The first of its kind in one of the country’s largest housing schemes, La Parfaite Harmonie, West Bank Demerara, the Westminster Secondary School is finally complete and will be one of the most resourced schools in the country, says Minister of Education Priya Manickchand.
After a visit to the spanking new facility, constructed at a cost of $1 billion, the Minister said it is expected to be handed over in the new week.
“This school as you saw, is ready for us to take and for it to be handed over to us and as you can see it is a beautiful school. It is probably going to be one of our most resourced schools, given the labs and so on that we’ve seen, and we want to make sure that the children of Region Three can benefit from it,” the Minister said.
The project is one of two, with the aims of achieving universal secondary education.
Once opened, the Minister explained, it will enable the Ministry to close “primary top schools” in the area – which are primary school that allow secondary students to continue their education as no other secondary institution is available.
“So you continue on in the same primary school doing secondary work, but that of course is not desirable; it’s not likely to give the kind of results that we’re looking for. It is not likely to give students the opportunities they need to survive best in this world and that’s why we conceived of these schools in the first place,” Minister Manickchand added.
The other facility, at Good Hope, East Coast Demerara, is yet to be completed, and according to the Minister, it is presenting itself “as a disaster” in terms of a completion date.
Nevertheless, she said, Government is pleased with the outcome of Westminster Secondary.
The facility will be branded a Grade B school with the grading eventually improving in the coming years, Minister Manickchand said.
“It is going to be fully staffed with competent trained graduate teachers and auxiliary staff and it’s going to be a school that we will use as a model to show once there are resources and trained teachers, children from anywhere can do well.”
The contract for the facility was inked on October 1, 2018, while construction began on October 18 of the same year by R. Bassoo and Sons Construction Inc. as the constructing company. The consulting firm was Deen and Partners/SRKN Engineering.
The construction of the school was funded by the World Bank through the Guyana Secondary Education Improvement Project (GSEIP), which began during the first quarter of 2015.
The school has the capacity to house 1,000 students.
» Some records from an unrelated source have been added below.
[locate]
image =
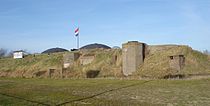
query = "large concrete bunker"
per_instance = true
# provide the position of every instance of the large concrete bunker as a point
(133, 56)
(176, 62)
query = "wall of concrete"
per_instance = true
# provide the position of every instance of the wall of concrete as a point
(87, 59)
(133, 56)
(176, 62)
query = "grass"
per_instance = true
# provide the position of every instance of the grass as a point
(94, 92)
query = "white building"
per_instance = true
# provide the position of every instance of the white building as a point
(18, 54)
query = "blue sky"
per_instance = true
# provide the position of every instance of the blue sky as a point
(36, 25)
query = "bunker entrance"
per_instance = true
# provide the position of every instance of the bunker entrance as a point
(92, 73)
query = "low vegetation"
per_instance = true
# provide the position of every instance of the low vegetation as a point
(95, 92)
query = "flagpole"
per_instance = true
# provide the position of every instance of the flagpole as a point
(78, 42)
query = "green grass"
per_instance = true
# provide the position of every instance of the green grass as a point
(107, 92)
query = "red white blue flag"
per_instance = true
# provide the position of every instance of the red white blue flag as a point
(76, 32)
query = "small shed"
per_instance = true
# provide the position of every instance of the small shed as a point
(176, 62)
(18, 54)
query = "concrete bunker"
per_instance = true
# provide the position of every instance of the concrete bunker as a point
(92, 73)
(87, 59)
(69, 59)
(176, 62)
(133, 54)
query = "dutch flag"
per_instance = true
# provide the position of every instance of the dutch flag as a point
(76, 32)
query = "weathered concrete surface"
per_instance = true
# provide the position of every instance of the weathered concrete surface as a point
(176, 62)
(132, 56)
(87, 59)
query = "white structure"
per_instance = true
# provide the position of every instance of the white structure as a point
(18, 54)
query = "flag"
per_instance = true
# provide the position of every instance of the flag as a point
(76, 32)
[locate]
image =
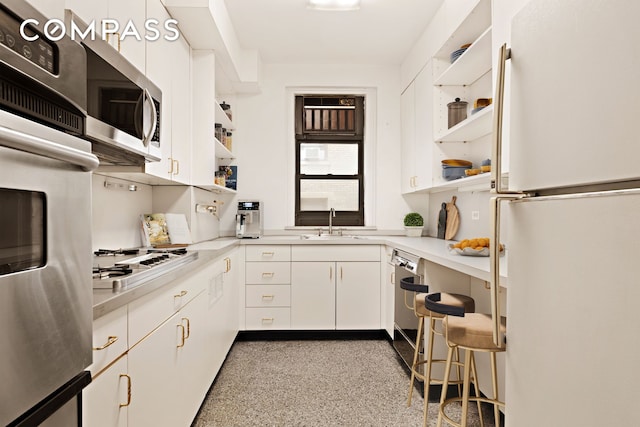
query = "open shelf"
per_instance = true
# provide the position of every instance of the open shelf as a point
(214, 188)
(473, 127)
(222, 118)
(221, 151)
(472, 64)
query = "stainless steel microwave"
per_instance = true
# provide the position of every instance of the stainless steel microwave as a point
(124, 107)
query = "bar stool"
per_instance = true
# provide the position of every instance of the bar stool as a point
(466, 303)
(472, 332)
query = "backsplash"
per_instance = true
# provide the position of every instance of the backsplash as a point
(467, 203)
(116, 211)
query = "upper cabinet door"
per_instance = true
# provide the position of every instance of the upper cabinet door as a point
(575, 93)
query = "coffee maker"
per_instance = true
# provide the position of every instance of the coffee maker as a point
(248, 220)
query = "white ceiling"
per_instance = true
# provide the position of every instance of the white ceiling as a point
(285, 31)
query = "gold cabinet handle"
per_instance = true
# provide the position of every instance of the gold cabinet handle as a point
(110, 341)
(182, 336)
(188, 327)
(128, 390)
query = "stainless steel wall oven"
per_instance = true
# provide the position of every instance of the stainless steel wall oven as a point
(45, 226)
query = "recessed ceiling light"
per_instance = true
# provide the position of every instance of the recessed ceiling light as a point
(334, 4)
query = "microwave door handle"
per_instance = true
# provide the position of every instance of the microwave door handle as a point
(139, 113)
(154, 118)
(35, 145)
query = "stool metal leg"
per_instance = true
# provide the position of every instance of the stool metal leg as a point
(465, 388)
(445, 385)
(474, 373)
(494, 380)
(415, 358)
(427, 380)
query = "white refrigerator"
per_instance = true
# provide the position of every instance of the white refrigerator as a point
(573, 303)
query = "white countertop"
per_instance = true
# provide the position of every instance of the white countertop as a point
(428, 248)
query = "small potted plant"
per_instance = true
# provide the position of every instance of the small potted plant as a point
(413, 224)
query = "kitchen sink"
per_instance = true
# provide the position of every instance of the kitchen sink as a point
(328, 237)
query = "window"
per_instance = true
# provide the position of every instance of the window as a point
(329, 147)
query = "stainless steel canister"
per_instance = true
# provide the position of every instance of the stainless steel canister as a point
(457, 112)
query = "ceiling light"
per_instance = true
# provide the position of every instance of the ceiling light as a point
(334, 4)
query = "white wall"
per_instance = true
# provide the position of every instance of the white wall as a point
(263, 140)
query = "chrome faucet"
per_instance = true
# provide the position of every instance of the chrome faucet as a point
(332, 214)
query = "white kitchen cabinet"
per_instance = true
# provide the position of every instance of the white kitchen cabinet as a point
(417, 132)
(153, 369)
(105, 399)
(387, 290)
(335, 287)
(203, 101)
(267, 287)
(313, 295)
(408, 138)
(170, 345)
(172, 353)
(221, 320)
(174, 79)
(358, 295)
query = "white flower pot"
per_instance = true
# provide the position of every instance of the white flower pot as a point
(413, 231)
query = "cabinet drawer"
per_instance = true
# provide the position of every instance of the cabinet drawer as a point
(268, 295)
(109, 339)
(268, 273)
(268, 253)
(335, 253)
(149, 311)
(268, 318)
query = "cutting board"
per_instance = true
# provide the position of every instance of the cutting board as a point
(453, 219)
(442, 221)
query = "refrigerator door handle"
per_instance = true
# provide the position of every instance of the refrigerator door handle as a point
(494, 264)
(496, 147)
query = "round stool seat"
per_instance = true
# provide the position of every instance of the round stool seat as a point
(474, 330)
(455, 300)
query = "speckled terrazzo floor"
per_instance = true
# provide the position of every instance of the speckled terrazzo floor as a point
(313, 383)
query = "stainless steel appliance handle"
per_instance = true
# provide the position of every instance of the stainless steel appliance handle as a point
(42, 147)
(494, 261)
(154, 114)
(498, 114)
(501, 194)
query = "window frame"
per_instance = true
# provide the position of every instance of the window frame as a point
(321, 217)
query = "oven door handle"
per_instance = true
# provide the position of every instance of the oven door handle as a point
(154, 118)
(41, 147)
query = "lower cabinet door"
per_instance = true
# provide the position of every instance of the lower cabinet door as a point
(105, 401)
(313, 295)
(153, 364)
(358, 295)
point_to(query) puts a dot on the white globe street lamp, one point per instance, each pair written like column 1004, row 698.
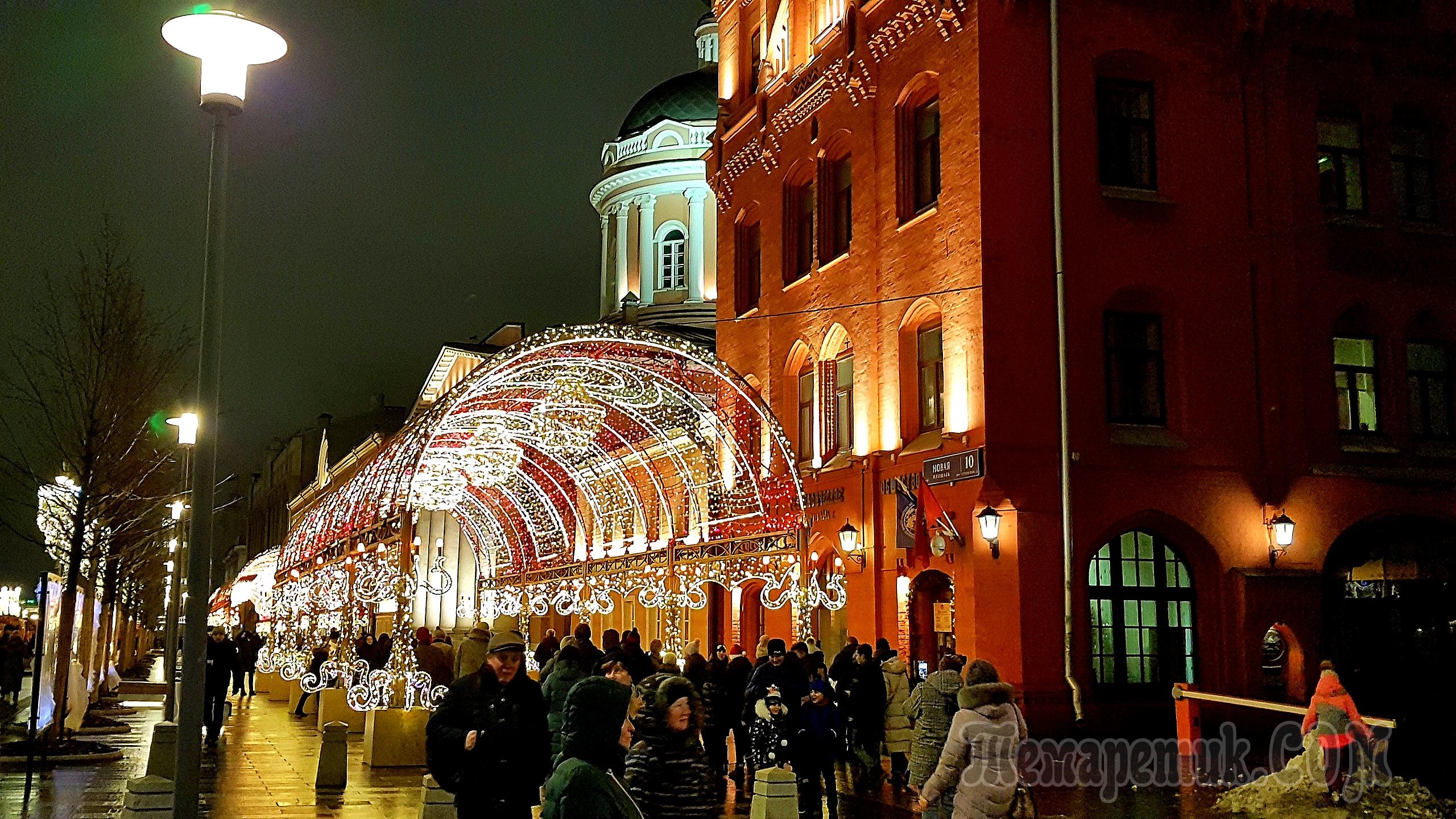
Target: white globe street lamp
column 228, row 44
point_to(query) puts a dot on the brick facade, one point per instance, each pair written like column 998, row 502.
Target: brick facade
column 1248, row 274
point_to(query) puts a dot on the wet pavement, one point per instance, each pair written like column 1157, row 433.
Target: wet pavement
column 267, row 761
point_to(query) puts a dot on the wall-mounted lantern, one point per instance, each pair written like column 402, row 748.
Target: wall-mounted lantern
column 849, row 544
column 991, row 528
column 1282, row 531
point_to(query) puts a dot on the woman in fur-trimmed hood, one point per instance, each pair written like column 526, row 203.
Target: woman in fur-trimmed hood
column 669, row 774
column 979, row 761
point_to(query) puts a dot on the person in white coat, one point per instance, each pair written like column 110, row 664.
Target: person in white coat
column 979, row 761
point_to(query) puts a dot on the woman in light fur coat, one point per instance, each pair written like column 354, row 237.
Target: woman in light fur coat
column 979, row 761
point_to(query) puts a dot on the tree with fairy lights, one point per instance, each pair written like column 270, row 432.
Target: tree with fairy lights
column 86, row 372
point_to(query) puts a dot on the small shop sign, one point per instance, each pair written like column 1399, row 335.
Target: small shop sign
column 944, row 618
column 957, row 467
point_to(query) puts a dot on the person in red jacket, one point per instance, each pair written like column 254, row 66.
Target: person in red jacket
column 1335, row 722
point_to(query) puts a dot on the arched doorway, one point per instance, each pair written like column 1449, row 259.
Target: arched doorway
column 1283, row 662
column 749, row 618
column 931, row 639
column 1389, row 604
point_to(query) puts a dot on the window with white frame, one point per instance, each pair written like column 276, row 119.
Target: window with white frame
column 672, row 268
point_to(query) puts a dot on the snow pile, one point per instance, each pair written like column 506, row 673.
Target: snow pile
column 1299, row 792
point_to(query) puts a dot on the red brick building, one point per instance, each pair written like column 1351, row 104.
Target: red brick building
column 1257, row 234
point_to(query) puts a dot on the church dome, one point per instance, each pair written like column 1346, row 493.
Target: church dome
column 685, row 98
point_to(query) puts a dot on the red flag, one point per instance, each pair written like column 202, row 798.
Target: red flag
column 931, row 506
column 931, row 514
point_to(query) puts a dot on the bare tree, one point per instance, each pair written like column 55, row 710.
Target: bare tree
column 95, row 362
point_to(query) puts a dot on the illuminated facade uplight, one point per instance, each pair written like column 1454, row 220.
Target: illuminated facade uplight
column 228, row 44
column 187, row 428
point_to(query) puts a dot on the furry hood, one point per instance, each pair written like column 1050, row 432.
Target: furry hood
column 945, row 684
column 1329, row 685
column 762, row 710
column 985, row 694
column 659, row 693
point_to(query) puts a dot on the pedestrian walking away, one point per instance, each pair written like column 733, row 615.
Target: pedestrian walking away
column 931, row 709
column 488, row 742
column 736, row 687
column 547, row 649
column 669, row 774
column 979, row 761
column 472, row 651
column 222, row 660
column 788, row 678
column 321, row 655
column 248, row 646
column 590, row 655
column 565, row 672
column 771, row 735
column 814, row 752
column 1337, row 725
column 594, row 739
column 867, row 721
column 897, row 723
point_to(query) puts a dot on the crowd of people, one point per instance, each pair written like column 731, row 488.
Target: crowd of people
column 628, row 732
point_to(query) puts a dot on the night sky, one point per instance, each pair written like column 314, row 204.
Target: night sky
column 412, row 172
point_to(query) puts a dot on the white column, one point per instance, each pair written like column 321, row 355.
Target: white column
column 606, row 268
column 695, row 244
column 647, row 267
column 622, row 210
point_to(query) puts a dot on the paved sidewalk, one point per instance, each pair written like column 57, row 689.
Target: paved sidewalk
column 266, row 766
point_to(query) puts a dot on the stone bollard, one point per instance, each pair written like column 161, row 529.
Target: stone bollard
column 162, row 755
column 435, row 800
column 147, row 797
column 775, row 795
column 334, row 757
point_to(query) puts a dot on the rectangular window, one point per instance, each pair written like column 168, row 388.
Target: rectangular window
column 755, row 60
column 807, row 414
column 1413, row 172
column 1342, row 168
column 926, row 156
column 799, row 232
column 1356, row 385
column 750, row 268
column 1135, row 369
column 841, row 429
column 1126, row 136
column 931, row 366
column 841, row 206
column 1429, row 378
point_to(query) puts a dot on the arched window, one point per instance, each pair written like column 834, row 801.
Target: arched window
column 918, row 138
column 1142, row 613
column 672, row 261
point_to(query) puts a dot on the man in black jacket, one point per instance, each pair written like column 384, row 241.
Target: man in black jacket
column 590, row 655
column 222, row 660
column 488, row 741
column 779, row 674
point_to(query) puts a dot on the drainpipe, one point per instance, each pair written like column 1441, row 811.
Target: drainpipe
column 1062, row 365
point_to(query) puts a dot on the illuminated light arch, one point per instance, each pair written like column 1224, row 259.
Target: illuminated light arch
column 610, row 465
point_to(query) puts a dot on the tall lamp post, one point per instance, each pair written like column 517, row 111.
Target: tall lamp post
column 187, row 437
column 226, row 44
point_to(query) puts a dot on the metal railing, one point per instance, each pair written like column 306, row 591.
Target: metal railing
column 1180, row 693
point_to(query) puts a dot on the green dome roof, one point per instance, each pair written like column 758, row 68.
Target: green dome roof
column 685, row 98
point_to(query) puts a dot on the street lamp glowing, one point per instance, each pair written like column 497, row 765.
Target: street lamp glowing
column 187, row 428
column 1283, row 531
column 228, row 44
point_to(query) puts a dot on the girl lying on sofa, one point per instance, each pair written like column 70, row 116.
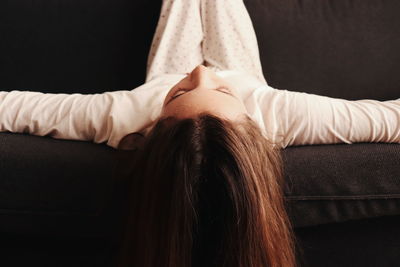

The Westminister Secondary school will have classrooms that cater for students with disabilities along, with modern Technical Vocational Education Training (TVET) departments for Home Economics, Home Management and Clothing and Textile.
Added to that, there will be an Information Technology, Mathematics, Language, Audio Visual laboratories, along with a music room and a dance studio.
The school will also house Biology, Chemistry and Physics labs with a Unit of Allied Arts, a modern Library, a multi-purpose hall and a modern administration block.